Кажется, словно вся напряжённость собралась именно здесь, в этом кабинете, витая серой птицей под сводами потолка. От взмахов её сильных крыльев, он весь покрыт трещинами, такими же кривыми и длинными, как и трещины в моих костях.
После той аварии с моими ногами происходило что-то совсем неладное. Пролежав несколько удручающих месяцев с закованными в гипс ногами, я всё время надеялась на лучшее. Я только зря тратила время… Доктора обещали, что я поправлюсь и уже скоро буду бегать, а я улыбалась и верила им, потому что другого выбора не было. Ни у меня, ни у них.
Сейчас мы с родителями сидим в кабинете очередного «замечательного специалиста», ожидая, что он скажет нам что-то другое кроме фразы: «Очень тяжёлый случай, боюсь, я не могу вам помочь». Проехав столько стран и не слыша ничего другого, здесь я уже и не надеялась, но родители не сдавались.
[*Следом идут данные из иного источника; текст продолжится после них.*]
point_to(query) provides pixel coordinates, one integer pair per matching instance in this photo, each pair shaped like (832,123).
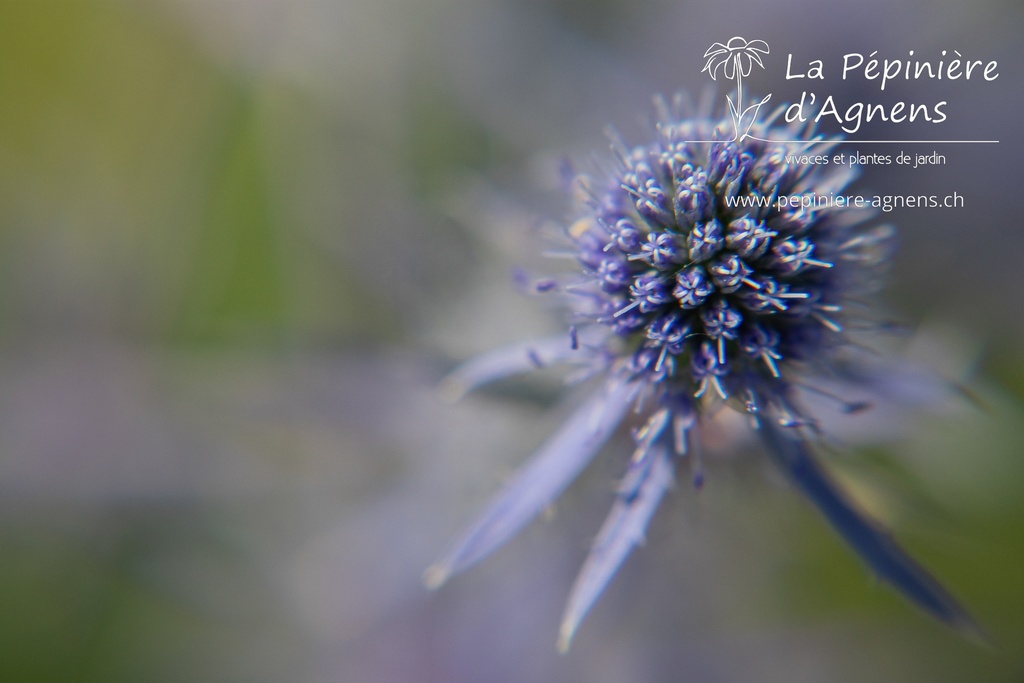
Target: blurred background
(242,240)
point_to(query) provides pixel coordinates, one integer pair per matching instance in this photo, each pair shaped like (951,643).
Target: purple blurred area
(241,242)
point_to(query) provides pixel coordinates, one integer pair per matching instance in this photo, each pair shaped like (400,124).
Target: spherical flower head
(725,240)
(713,271)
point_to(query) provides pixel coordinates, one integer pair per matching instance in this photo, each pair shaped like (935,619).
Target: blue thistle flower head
(709,278)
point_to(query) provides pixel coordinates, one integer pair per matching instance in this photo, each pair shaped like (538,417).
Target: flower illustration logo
(736,58)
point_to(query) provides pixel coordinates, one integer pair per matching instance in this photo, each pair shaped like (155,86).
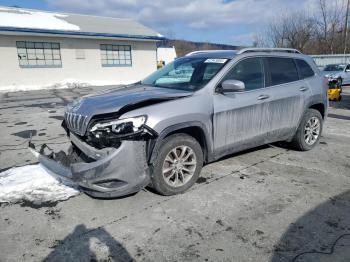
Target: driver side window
(249,71)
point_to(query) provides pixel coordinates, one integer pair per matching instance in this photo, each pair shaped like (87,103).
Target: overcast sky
(219,21)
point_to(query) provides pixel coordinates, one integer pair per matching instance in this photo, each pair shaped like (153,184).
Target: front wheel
(309,131)
(178,164)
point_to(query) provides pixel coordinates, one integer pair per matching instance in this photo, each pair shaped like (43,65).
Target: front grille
(76,123)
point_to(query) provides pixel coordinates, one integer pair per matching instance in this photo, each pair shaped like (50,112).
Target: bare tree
(320,32)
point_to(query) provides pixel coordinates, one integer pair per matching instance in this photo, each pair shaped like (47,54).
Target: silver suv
(160,131)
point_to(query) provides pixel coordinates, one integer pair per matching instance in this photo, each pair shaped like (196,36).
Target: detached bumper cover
(112,173)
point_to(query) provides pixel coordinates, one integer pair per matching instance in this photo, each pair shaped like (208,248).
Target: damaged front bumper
(109,172)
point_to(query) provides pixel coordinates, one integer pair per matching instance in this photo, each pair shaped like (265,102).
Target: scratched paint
(239,125)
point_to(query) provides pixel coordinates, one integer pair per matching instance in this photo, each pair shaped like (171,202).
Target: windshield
(186,73)
(334,68)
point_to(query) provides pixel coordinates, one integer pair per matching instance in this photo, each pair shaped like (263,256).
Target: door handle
(263,97)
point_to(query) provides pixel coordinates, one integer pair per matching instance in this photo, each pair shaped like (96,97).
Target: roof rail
(258,49)
(208,51)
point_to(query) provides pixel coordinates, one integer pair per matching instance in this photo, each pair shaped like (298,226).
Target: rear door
(239,117)
(288,92)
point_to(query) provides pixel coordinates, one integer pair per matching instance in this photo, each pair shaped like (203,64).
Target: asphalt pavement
(265,204)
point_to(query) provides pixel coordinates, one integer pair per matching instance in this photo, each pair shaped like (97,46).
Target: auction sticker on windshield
(216,60)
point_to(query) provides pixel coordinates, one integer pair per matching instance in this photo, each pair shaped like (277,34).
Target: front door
(239,119)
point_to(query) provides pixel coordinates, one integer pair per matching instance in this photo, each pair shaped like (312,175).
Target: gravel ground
(265,204)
Мать отчаянно искала всё новые клиники, пичкая меня лживыми словами: «Ты обязательно поправишься». Скорее она говорила это для себя.
Честно, я даже привыкла к своему креслу-каталке. Эдакая железная коробка, с помощью которой я могу забавлять окружающих, восклицая: «Теперь я буду колесить по миру!» Вот только окружающим было не весело от этой забавной шутки, они все, как один, глядели на меня со слезами в глазах, жалея меня «от всей души» и сетуя на Бога. Как будто от этого мне легче…
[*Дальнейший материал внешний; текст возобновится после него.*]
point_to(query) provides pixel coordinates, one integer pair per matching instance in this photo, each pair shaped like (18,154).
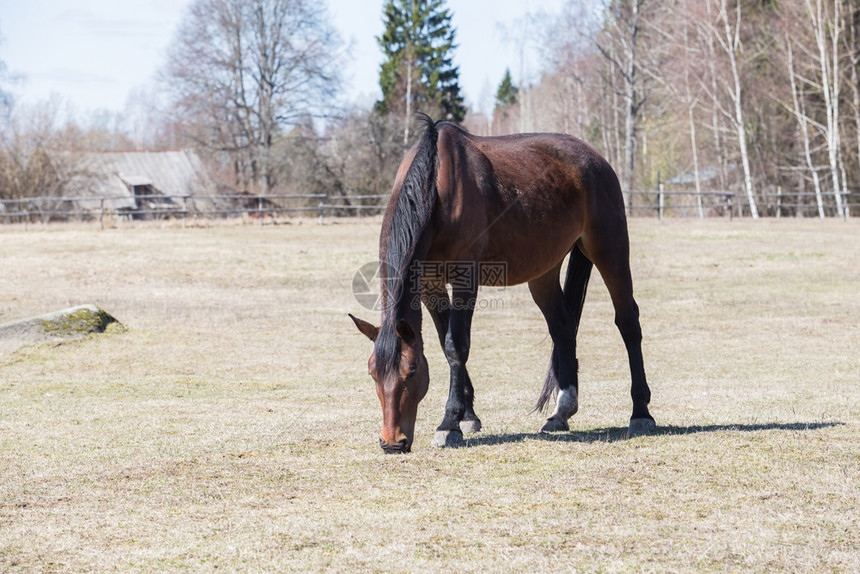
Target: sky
(95,53)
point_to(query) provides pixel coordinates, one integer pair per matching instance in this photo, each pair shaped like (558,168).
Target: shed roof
(114,174)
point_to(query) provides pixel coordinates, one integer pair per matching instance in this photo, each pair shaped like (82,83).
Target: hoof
(641,426)
(470,426)
(447,438)
(555,425)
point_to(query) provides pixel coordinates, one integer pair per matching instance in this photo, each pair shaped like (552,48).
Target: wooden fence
(728,204)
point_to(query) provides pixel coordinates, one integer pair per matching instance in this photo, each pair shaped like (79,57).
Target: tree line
(756,97)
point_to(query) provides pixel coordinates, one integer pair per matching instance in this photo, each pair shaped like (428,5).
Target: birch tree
(825,20)
(239,71)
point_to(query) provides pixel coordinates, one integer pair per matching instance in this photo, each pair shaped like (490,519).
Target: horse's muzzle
(400,447)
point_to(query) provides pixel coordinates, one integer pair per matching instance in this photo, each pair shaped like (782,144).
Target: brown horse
(468,210)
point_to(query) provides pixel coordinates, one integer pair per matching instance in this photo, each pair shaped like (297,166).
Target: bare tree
(242,70)
(825,20)
(620,44)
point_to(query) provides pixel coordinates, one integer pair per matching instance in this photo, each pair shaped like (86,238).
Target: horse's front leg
(459,410)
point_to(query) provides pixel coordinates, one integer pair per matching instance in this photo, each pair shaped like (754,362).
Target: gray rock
(72,323)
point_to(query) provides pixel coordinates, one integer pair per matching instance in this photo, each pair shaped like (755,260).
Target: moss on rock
(72,323)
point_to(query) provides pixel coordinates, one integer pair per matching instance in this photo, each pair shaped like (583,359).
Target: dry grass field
(233,426)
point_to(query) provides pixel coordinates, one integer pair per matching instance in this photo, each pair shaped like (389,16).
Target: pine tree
(418,73)
(507,93)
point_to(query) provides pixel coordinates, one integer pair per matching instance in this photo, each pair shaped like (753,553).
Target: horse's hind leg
(611,255)
(562,323)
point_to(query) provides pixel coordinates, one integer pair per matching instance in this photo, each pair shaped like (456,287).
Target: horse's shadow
(615,434)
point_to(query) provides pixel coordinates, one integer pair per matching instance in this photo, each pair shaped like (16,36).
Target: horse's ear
(405,332)
(369,330)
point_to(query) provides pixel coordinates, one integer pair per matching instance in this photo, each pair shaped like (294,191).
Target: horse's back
(525,199)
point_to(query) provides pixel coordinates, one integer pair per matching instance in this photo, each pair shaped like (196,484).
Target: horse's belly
(529,250)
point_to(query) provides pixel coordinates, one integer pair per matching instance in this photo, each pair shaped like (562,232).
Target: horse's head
(400,386)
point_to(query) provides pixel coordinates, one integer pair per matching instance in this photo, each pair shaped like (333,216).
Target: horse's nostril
(401,446)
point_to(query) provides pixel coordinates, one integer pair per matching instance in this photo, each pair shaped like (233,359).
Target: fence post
(778,201)
(260,209)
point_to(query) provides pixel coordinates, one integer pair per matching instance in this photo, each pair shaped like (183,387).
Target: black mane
(411,215)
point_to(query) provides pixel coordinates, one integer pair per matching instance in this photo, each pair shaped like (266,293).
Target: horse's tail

- Тяжёлый случай… - доктор проговорил это с той же безысходностью в голосе, что и все остальные, почему-то заставляя меня улыбаться.
«Я знала», - мысленно отмечаю про себя, в голове ставя галочку.
Мать трясущимися руками подносит к красным глазам платок, отец лишь сжимает руки в кулаки, готовясь к ещё одному разочарованию.
- Не говорите так, - очень тихо произносить матушка с нарастающим отчаянием в голосе. – Неужели мы объездили столько стран, чтобы всюду слышать одно и то же?!
Отец кладёт руку на её трясущееся плечо, поворачивая взгляд ко мне. А я словно не здесь, витаю где-то под потолком на спине у серой птицы, считая трещины. Доктор вновь склоняется над фотографиями с рентгеном моих коленных чашек в привычном молчании. Закрываю глаза, представляя себя в каком-то более весёлом месте: в таком мире, где я ещё могу ходить. С трудом, ох, с трудом…
- Есть шанс, - проговаривает доктор, кажется, так громко, что начинает звенеть в ушах. Мать с отцом округляют глаза, цепляясь за эти слова, как за последнюю надежду.
- Любые деньги, - произносит отец твёрдо, а я снова вспоминаю как это – ненавидеть себя.
Столько денег впустую… Они могли бы быть счастливы, они могли бы начать новую жизнь, ведь у меня есть брат и он полностью здоров. Они слишком хорошие родители, на чьи плечи свалилась ужасная обуза. И они будут нести её всю свою жизнь, потому что считают, что эти их вина.
Мама расцеловывает меня в обе щеки, оставляя на коже соленые капли и всё повторяет: «Ты отправишься в лучший реабилитационный центр. Там тебе помогут, милая. Слышишь, помогут!» Серая птица сбрасывает меня со своей спины, пролетая сквозь стену, а я не хочу, чтобы она меня оставляла…
***
Ненавижу реабилитационные центры… Вокруг обстановка, напоминающая морг, только с функцией весёлых медсестёр, заставляющих покойников дёргаться. Одиночные комнаты, что я прозвала «камерами» тоже особого восторга, не внушали, а расклеенные воодушевляющими плакатами стены – угнетали. Самым неприятным было отсутствие трещин на потолке – я не знала, чем заниматься в свободное время.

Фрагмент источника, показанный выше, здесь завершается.